OpenAI releases “emotional” AI chatbot update

14 May 2024

Technology, Media & Telecoms

Digital, Brand & Creative Strategy

artificial intelligence

News

Can you imagine laughing, crying, or even flirting with your smartphone - let alone your device being able to detect these emotions and respond using a ‘personality’ and a ‘voice’?

Yesterday, OpenAI announced its latest AI model, GPT-4o, powered by ChatGPT, with these capabilities integrated, alongside the ability to look, listen and talk. This will be available both via an app and on desktop, from this coming Monday, free of charge.

The “o” in GPT-4o stands for “omni”, referring to the model’s ability to handle text, speech, and video. The model builds on the capabilities of OpenAI’s GPT-4, the company’s language model that generates text from text and visual information. This model rolls together its similar products into a single system.

The most significant update from the announcement was that users will be able to talk with ChatGPT in real time. Whilst ChatGPT has long offered a voice mode, transcribing the chatbot’s responses using a text-to-speech model, ChatGPT-4o is a vast improvement.

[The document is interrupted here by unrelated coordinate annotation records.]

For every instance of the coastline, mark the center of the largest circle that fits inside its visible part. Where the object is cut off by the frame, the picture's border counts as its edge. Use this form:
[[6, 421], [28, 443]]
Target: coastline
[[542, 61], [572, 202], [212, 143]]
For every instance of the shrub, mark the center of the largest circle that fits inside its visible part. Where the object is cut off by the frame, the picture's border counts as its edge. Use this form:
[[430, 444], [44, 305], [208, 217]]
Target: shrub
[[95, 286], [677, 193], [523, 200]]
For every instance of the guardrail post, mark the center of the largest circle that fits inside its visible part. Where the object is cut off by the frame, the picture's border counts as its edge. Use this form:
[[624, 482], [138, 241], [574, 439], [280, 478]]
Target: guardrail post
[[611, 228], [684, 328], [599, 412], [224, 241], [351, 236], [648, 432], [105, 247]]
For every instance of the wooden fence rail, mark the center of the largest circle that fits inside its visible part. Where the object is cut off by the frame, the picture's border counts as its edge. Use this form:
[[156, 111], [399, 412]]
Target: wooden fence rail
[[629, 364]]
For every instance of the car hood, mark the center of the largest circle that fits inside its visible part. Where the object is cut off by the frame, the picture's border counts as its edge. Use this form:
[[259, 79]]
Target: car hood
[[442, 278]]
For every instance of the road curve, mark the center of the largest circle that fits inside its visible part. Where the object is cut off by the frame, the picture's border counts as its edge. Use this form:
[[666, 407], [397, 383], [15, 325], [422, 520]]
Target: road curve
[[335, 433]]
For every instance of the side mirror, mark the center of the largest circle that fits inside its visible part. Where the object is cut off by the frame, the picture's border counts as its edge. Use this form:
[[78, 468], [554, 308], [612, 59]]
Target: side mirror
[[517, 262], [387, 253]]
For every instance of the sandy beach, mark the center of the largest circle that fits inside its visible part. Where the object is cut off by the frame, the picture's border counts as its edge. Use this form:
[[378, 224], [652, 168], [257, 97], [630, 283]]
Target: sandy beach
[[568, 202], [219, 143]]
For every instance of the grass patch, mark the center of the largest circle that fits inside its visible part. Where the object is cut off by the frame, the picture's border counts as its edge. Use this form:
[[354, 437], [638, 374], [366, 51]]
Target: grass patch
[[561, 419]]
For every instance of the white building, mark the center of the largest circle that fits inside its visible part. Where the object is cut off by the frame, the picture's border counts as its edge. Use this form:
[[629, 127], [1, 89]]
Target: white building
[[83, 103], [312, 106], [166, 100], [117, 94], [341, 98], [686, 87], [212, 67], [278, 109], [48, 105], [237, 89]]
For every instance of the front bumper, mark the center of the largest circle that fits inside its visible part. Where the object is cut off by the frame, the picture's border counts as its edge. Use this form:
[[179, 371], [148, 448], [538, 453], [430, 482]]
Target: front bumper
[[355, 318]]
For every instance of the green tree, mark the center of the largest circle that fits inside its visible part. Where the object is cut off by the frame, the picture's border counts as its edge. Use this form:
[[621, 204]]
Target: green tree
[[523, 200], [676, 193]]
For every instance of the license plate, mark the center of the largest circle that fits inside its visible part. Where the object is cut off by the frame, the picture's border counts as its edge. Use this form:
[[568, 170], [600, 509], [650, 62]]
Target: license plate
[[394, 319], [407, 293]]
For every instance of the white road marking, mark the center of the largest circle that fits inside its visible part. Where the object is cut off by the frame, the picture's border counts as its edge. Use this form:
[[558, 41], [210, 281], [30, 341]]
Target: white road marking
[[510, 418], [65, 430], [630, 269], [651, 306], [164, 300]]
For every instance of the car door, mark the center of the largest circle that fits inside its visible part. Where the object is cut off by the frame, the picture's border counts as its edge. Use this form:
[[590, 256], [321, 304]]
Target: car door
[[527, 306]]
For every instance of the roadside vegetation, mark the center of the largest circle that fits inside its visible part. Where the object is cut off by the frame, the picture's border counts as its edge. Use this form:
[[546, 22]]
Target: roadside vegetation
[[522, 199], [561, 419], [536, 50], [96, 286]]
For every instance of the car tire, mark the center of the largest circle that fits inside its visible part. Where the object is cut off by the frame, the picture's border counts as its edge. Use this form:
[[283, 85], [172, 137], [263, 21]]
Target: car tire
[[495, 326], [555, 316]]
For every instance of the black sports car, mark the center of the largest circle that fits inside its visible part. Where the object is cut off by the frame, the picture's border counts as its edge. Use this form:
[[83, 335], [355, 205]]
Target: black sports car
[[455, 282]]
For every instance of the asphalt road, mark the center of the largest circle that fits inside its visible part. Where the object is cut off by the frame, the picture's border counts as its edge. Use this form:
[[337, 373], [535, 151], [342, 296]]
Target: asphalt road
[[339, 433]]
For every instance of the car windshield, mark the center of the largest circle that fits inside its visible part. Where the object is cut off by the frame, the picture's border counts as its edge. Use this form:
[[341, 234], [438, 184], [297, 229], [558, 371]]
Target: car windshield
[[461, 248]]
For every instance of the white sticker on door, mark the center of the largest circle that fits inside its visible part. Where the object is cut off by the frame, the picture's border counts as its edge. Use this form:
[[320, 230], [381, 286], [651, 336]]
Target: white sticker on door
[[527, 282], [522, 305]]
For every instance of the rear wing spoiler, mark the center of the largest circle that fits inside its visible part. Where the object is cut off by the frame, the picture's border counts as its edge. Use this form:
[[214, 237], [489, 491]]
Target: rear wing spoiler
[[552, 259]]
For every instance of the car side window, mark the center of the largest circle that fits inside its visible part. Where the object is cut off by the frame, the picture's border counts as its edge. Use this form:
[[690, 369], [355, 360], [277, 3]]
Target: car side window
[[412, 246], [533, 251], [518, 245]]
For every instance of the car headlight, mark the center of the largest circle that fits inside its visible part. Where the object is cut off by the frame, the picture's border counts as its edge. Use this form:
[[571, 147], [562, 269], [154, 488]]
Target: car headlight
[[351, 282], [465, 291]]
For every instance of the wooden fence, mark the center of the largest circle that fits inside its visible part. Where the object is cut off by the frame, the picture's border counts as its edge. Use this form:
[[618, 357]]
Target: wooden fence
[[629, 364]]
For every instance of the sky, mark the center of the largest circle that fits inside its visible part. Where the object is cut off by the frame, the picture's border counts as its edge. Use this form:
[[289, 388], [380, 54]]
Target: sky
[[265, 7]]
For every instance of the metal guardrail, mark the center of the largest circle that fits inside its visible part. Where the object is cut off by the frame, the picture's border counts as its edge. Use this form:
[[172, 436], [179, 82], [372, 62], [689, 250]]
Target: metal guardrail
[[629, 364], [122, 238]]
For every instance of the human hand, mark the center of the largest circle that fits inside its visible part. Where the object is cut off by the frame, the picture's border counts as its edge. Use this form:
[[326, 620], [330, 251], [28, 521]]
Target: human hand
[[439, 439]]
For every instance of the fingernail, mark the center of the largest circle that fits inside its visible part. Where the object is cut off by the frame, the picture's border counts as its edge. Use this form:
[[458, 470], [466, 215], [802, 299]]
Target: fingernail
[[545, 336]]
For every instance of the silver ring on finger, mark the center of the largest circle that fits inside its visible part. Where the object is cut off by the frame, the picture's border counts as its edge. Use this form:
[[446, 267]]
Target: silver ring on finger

It can act as a real-time translator, listening to voices and communicating to a preferred language. And if you think ChatGPT-4o is blathering on or not answering the question, users can question and interrupt whilst it’s answering. The ‘real-time’ responsiveness can also extend to ChatGPT-4o sharing responses in a range of emotions, including singing.

ChatGPT-4o also has vision capabilities, integrated with a phone’s camera. It can process a photo or a live video feed and can answer questions like ‘what brand of shoes is this person wearing?’, ‘how fast are those ducks moving?’ or ‘who are the cast of this movie on this poster?’.

The app is part of an effort to combine chatbots with voice assistants such as Apple’s Siri and Google Assistant. Notably, the company is framing this announcement as part of the ‘future of interaction between ourselves and machines.’ This represents the next step towards OpenAI’s vision for a world in which users have hyper-personalised interactions with their device.

Many questions and hurdles, which were not covered in its chic live-streamed press conference, remain on this technology. Chatbots are trained on data from the internet and are therefore prone to mistakes. Elsewhere, they make up information completely, known as ‘hallucinations’. These mistakes and hallucinations are therefore almost certain to seep into these new types of interactions with our machines.

Another huge question remains: what will be its environmental impact? Though the technology has prompted some to see the tool as ‘magic’, this speed and complexity relies on energy and water – and lots of it. With ChatGPT 3.5, researchers found that 10 – 15 prompts used around 0.5 litres of water, in order to cool the servers. ChatGPT also already consumes over half a million kilowatts of electricity each day, equating to the same average electricity as around 180,000 homes in the US each day.

By rolling out ChatGPT-4o in beta but with much fanfare, OpenAI is implying that the tool is largely ready for public use. "GPT-4o has also undergone extensive external red teaming with 70+ external experts in domains such as social psychology, bias and fairness, and misinformation to identify risks that are introduced or amplified by the newly added modalities," says OpenAI. New risks, the company says, will continue to be mitigated against as they are discovered.

The release prompts comparisons to the sci-fi film ‘Her’, in which Joaquin Phoenix plays an introverted writer who buys an artificial intelligence system to help him write, which he subsequently falls in love with. With OpenAI’s latest iteration, we are likely to see some use the technology to find ‘connection’, opting for machine over human, with unexpected results.